Hmmm. I just looked at the opening paragraphs of "24. Fundamental Errors
in the General Theory of Relativity". It first four paragraphs are full
of polemic and contain numerous errors of fact. The author's approach
seems to be to take a few incorrect statements by non-experts and
consider them to be somehow representative of GR.

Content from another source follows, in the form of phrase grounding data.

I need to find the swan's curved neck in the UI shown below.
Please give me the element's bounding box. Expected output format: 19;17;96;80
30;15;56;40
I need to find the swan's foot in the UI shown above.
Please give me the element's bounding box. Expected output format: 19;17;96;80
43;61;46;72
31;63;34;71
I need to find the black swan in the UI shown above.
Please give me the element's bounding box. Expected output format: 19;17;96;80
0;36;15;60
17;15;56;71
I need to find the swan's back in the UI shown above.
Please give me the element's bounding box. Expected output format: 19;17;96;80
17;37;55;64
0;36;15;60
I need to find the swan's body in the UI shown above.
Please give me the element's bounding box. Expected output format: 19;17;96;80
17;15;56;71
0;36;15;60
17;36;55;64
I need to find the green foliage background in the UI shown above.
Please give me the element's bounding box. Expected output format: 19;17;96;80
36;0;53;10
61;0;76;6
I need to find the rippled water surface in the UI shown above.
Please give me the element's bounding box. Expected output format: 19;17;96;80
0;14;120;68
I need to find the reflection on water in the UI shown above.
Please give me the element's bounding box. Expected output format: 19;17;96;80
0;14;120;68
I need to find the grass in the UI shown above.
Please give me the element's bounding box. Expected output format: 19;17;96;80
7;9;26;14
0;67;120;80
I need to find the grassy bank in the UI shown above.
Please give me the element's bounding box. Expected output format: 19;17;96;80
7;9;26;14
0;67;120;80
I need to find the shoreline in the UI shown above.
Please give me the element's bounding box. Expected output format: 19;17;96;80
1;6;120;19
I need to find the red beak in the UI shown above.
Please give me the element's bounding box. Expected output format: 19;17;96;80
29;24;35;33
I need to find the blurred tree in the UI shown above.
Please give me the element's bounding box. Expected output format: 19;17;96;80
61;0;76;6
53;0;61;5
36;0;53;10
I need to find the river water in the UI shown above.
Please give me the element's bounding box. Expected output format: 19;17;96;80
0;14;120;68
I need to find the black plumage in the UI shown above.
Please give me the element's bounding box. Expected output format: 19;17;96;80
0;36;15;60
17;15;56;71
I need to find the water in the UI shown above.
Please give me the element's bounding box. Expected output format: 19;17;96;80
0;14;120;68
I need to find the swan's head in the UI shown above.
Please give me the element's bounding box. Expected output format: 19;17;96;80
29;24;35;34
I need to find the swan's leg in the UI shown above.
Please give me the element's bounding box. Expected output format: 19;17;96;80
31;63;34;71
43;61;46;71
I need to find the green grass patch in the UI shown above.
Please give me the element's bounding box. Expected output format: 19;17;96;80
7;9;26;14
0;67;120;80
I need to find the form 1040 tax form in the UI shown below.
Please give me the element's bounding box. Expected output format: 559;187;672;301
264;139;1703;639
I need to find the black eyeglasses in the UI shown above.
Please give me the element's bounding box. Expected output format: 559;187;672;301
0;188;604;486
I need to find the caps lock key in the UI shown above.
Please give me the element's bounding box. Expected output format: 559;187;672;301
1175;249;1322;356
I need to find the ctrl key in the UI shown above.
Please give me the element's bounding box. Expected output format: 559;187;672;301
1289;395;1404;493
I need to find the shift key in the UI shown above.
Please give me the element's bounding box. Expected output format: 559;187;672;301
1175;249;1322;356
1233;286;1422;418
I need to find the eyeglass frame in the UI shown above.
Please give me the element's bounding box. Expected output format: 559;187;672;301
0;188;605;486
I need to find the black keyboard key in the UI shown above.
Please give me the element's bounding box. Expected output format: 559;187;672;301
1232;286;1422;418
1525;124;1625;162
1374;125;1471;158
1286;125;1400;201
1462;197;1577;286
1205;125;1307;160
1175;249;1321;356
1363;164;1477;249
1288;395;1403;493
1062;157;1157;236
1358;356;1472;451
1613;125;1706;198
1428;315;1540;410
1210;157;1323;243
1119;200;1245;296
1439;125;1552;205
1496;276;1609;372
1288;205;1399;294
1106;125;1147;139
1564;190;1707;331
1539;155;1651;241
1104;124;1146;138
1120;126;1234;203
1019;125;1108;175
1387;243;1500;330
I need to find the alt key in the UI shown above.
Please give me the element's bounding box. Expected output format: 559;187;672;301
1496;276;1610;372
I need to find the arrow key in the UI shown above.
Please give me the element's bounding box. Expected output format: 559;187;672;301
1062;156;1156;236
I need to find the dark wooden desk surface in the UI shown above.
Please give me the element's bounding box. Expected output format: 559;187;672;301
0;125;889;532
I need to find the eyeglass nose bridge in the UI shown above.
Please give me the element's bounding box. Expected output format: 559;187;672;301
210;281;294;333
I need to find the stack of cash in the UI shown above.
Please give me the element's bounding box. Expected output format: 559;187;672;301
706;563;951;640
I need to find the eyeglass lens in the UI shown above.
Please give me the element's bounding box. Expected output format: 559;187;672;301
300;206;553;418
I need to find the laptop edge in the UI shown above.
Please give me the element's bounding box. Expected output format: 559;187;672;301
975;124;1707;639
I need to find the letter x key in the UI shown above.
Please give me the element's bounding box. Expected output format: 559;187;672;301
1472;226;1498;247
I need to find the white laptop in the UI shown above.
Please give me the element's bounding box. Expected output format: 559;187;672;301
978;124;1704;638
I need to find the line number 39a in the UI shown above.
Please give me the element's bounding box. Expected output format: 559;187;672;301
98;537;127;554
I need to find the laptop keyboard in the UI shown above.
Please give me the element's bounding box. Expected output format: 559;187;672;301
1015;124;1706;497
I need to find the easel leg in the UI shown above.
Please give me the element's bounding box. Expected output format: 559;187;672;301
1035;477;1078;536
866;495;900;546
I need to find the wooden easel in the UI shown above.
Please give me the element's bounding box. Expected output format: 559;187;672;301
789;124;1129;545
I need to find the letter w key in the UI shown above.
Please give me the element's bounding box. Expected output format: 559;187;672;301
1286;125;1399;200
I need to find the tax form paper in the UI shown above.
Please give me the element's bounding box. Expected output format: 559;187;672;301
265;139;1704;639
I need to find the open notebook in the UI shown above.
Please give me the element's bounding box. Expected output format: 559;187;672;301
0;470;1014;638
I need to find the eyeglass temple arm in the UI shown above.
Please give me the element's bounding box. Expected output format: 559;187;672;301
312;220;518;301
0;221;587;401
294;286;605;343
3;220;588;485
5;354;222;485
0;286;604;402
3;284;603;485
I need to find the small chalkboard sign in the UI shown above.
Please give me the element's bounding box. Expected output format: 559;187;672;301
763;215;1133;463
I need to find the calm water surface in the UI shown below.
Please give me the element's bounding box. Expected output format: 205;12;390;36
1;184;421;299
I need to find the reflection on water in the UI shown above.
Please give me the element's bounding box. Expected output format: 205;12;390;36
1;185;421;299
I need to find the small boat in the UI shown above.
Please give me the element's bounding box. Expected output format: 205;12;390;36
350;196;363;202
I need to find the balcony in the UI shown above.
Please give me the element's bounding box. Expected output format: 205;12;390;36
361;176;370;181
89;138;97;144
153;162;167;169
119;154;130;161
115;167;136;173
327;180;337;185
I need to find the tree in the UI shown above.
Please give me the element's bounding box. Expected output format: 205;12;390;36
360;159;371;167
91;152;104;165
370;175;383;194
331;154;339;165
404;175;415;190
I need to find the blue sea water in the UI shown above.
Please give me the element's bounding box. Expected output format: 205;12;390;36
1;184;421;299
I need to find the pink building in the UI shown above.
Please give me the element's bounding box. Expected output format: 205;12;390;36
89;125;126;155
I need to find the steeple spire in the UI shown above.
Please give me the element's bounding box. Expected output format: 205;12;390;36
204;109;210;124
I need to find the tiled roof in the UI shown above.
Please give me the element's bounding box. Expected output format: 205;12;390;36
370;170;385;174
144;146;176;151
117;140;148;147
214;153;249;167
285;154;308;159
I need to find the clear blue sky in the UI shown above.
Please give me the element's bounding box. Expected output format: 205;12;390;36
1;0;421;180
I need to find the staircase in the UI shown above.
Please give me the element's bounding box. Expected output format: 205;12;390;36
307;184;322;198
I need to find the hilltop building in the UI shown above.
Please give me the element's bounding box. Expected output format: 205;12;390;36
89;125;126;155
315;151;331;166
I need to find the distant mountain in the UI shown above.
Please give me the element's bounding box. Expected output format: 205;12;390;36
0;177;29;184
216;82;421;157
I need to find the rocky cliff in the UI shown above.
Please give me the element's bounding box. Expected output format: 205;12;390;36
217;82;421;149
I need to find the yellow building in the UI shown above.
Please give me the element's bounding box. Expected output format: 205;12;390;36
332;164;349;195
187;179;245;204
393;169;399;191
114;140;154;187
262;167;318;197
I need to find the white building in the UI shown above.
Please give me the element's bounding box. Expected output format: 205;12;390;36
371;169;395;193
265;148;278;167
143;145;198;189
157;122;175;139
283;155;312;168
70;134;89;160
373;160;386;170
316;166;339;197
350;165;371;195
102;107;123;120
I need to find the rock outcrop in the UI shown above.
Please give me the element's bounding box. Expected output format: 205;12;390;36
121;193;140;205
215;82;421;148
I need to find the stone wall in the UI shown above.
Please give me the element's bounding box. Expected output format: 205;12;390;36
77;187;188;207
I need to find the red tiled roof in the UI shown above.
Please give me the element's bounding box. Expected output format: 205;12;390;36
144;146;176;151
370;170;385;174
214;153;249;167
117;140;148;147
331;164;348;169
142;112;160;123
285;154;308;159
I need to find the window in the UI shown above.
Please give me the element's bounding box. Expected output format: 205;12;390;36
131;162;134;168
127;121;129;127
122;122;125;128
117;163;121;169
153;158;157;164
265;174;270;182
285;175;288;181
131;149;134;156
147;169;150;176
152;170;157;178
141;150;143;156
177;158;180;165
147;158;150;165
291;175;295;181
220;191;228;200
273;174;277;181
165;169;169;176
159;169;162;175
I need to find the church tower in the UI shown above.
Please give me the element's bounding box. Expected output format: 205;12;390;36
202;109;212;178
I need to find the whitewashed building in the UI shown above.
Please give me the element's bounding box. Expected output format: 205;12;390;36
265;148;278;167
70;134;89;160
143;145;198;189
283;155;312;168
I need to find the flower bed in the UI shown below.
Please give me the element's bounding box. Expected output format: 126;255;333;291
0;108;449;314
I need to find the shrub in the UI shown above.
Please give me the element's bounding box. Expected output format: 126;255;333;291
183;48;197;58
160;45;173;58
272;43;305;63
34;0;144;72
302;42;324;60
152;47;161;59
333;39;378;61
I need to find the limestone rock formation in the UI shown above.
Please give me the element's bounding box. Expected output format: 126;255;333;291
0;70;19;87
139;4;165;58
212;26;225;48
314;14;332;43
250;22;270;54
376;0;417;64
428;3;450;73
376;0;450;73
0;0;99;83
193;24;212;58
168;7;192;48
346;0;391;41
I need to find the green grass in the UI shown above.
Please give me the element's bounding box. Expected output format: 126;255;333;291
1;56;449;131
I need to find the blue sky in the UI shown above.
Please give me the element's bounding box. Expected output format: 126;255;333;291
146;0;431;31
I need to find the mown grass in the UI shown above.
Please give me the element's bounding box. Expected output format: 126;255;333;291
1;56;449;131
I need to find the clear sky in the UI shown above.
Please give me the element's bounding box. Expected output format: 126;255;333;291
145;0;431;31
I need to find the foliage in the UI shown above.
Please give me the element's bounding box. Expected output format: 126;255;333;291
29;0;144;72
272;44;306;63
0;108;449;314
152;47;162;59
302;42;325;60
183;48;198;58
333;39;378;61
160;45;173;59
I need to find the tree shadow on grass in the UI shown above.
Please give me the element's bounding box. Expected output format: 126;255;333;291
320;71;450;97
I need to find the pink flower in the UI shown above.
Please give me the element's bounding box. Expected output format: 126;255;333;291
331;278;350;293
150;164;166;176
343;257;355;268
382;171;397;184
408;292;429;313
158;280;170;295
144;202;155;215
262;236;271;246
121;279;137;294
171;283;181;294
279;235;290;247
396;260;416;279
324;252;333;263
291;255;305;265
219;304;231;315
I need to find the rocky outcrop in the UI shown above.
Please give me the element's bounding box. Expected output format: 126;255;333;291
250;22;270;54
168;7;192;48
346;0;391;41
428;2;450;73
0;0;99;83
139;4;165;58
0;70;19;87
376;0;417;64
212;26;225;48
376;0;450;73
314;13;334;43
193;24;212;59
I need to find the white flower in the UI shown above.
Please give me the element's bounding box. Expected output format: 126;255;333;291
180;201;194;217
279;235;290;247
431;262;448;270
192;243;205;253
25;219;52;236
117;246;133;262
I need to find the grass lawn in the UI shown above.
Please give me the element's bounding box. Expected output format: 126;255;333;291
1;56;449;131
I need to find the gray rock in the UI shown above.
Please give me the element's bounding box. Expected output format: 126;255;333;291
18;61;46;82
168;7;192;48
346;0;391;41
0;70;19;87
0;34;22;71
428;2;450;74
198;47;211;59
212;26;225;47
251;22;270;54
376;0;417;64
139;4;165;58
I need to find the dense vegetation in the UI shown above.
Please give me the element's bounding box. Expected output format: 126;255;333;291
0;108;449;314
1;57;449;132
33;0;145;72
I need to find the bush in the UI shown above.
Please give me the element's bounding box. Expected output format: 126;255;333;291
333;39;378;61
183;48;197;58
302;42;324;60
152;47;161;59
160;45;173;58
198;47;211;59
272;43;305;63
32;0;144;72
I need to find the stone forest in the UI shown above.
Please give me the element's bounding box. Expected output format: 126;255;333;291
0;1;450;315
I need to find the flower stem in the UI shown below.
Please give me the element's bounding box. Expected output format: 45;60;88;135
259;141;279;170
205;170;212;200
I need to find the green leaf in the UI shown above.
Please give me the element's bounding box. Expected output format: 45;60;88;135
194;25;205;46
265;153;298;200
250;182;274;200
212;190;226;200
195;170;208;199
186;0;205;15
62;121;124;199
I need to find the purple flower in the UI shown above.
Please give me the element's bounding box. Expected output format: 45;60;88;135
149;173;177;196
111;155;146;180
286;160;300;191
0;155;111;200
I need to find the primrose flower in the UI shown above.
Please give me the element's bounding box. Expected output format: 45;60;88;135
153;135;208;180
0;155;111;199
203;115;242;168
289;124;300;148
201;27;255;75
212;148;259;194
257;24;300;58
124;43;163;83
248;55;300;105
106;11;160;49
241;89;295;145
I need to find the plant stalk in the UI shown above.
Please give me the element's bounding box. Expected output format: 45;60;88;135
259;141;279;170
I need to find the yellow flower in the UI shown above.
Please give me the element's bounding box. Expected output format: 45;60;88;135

> The site is really worth looking at.

Not really.


Tom Roberts
From: Koobee Wublee on
Hmmm... Mr. Crother has discovered another solution that is also
static, spherically symmetric, and asymptotically flat other than
Schwarzschild's original metric and the Schwarzschild metric. It does
not make Mr. Crother's solution more correct than either
Schwarzschild's original solution or the Schwarzschild metric, and
vice versa. <shrug>

You can always find a solution to the field equations to describe your
observations whatever, whenever, and wherever they were, are, and will
be. Some nitwits would call the field equations the best human
discovery since sliced cheese. True scholars of physics would call
that super abstract concept visually and vividly illustrated by the
following pictorial representation. <shrug>

http://farm4.static.flickr.com/3362/3196671424_70f7766063.jpg
From: eric gisse on
Tom Roberts wrote:

[...]

>> The site is really worth looking at.
>
> Not really.

Read the correspondence between him and Roy Kerr.


>
>
> Tom Roberts

From: eric gisse on
Koobee Wublee wrote:

> Hmmm... Mr. Crother has discovered another solution that is also
> static, spherically symmetric, and asymptotically flat other than
> Schwarzschild's original metric and the Schwarzschild metric. It does
> not make Mr. Crother's solution more correct than either
> Schwarzschild's original solution or the Schwarzschild metric, and
> vice versa. <shrug>
>
> You can always find a solution to the field equations to describe your
> observations whatever, whenever, and wherever they were, are, and will
> be. Some nitwits would call the field equations the best human
> discovery since sliced cheese. True scholars of physics would call
> that super abstract concept visually and vividly illustrated by the
> following pictorial representation. <shrug>
>
> http://farm4.static.flickr.com/3362/3196671424_70f7766063.jpg

That's a long way of explaining that you do not understand covariance.